Sunday, March 13, 2022

HI-FI Tavern Bombing on March 26, 1961.

On Friday night, March 26, 1961, surgeons removed the right arm and both legs of Charlene Frazer, 23, and both legs of Martha Jackson, 26, from a bomb explosion in the basement of a popular Chicago tavern.
The interior view shows blast damage to the floor and ceiling of a near northside. Note the Jukebox in the background.

The Jukebox was blaring something called "Nutville," and a score of 20 or more merrymakers were dancing in the HI-FI Tavern at 943 North Wells Street, at Walton Street, Chicago, when the explosion happened. Dozens more were in booths or on bar stools sipping drinks.
NUTVILLE — with Billy Cobham - Horace Silver
Bill Hardman - Bennie Maupin - John Williams

Mary Petty, 24, whose father, George, 54, owns the place, said she was behind the bar when "suddenly, there was a terrible noise, and the lights and music went out." People were hurled into the walls, and the bomb in the basement blasted a 15-foot diameter hole in the tavern's floor upstairs. The first floor is a 30 by 50-foot tavern floor upstairs. People were rescued from the basement.

Miss Leona Thames, who lives at 947 North Wells Street, said she was thrown from her chair as she watched television. She said clouds of smoke were pouring from the tavern when she looked out. The second deputy fire marshal John Scanian said no fire followed the blast.

Ambulances and Squadrols[1] began removing the injured to nearby hospitals. The fire department sounded an extra alarm, and police blocked off the area from spectators and cleared traffic for emergency vehicles.

One of the victims, Cyrus Leatherman, 34, of 923 North Sedgwick Street, was questioned by police in Wesley Memorial Hospital, said:

"I was dancing when the whole floor just came right up. I went clear to the ceiling and I thought I was going to remain hanging there. It was the craziest rock 'n' roll I ever anced."
First floor looking at the 15-foot diameter hole in the floor and the damage to the ceiling. 

Edward Neville, the detonation expert of the police bomb squad, said the explosion apparently occured in the basement of the three-story brick building. Neville said it positively was a bomb. 

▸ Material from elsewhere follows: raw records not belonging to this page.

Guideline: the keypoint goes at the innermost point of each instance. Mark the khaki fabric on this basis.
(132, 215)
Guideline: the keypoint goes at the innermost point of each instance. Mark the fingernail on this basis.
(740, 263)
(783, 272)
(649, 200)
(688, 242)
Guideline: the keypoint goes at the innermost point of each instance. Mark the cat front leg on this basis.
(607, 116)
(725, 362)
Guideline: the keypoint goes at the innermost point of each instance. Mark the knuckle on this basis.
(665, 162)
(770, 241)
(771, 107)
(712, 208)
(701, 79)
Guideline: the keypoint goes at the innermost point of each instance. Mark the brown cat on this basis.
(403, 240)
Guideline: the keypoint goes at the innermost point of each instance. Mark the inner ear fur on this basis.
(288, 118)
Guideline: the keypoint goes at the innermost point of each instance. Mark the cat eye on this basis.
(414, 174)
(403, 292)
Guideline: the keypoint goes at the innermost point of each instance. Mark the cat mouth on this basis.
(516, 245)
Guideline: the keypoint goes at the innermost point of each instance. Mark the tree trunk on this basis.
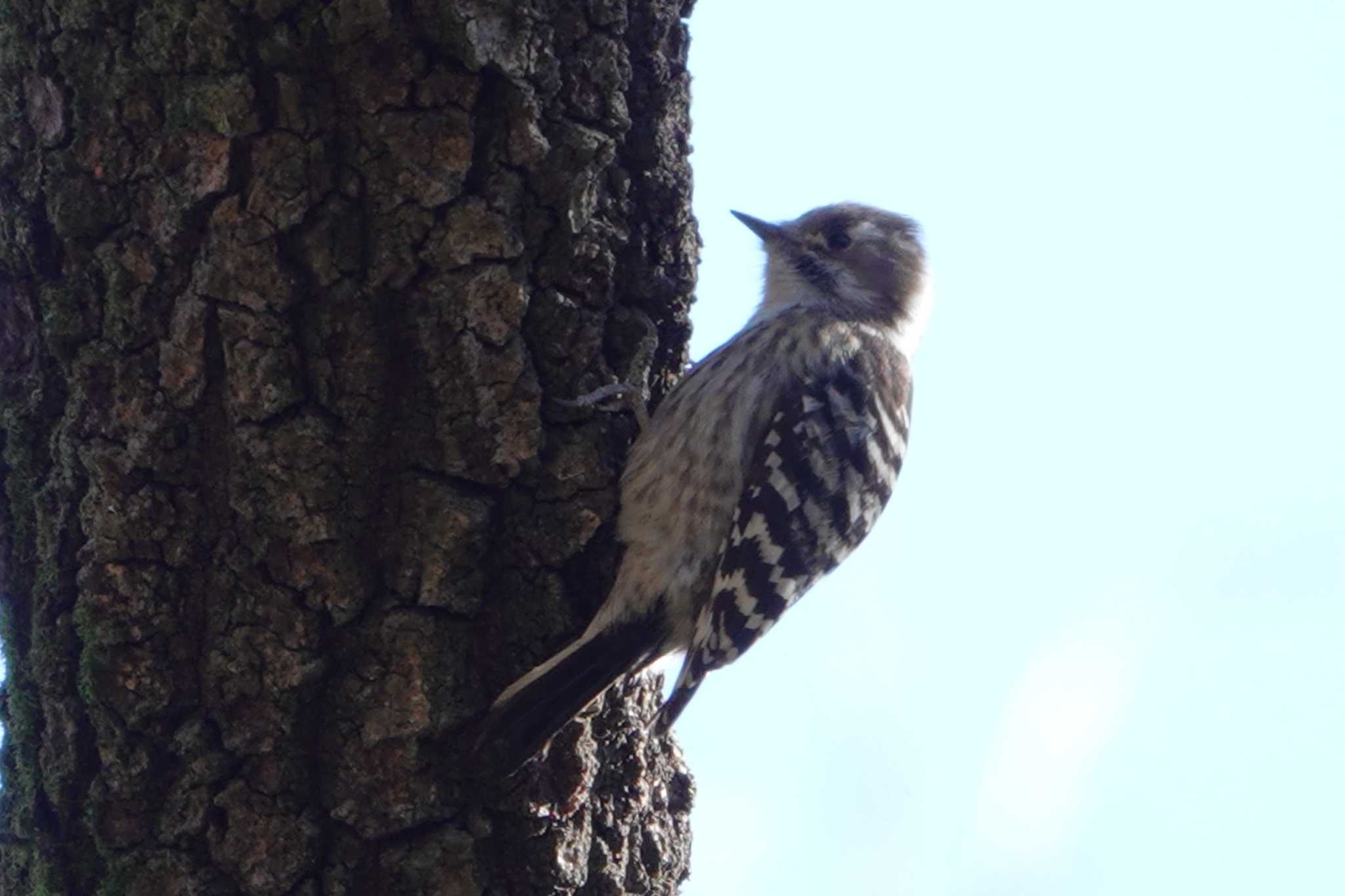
(288, 293)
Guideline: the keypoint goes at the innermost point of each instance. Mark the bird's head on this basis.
(860, 263)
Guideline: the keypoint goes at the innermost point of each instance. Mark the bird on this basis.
(761, 471)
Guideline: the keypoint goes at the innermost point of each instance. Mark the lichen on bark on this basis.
(290, 291)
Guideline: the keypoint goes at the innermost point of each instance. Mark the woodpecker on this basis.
(761, 472)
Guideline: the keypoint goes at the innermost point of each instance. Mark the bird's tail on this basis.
(537, 706)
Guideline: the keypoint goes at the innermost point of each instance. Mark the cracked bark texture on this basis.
(288, 293)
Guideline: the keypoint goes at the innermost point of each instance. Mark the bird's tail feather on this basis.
(537, 706)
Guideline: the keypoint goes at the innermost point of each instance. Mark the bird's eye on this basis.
(838, 240)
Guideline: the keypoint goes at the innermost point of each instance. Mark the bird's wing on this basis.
(816, 484)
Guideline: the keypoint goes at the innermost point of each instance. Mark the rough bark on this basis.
(288, 293)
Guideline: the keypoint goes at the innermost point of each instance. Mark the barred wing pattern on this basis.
(816, 485)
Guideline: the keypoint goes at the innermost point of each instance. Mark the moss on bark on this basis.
(288, 291)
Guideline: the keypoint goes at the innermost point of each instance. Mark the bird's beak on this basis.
(767, 232)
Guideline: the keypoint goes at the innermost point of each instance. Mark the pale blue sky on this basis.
(1095, 645)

Captain Robert Thomsen said an outside basement door had been forced open before the blast, and it had been wired shut, but the wire was cut with a sharp instrument.

The first 12 people removed were taken to Henrotin Hospital. The following 22 were sent to Wesley  Memorial Hospital, five were taken to Passavant Hospital, and one was sent to Grant Hospital.

Only three uninjured people were in the tavern: the owner's daughter, Miss Mary Petty, and the two bartenders, Sylvester Green and Clarence Bell. They were shielded from the effects of the blast by the bar, which remained intact.

The concussion threw people into the apartments above the tavern from beds and chairs, but none were injured. No one on the street was hurt by the blast.

Fire Department officials concluded that the blast was definitely caused by a dynamite time bomb.

Compiled by Dr. Neil Gale, Ph.D.

[1] Squadrols are vehicles used by police as both squad cars and ambulances. The Chicago Police called them "Paddy Wagons."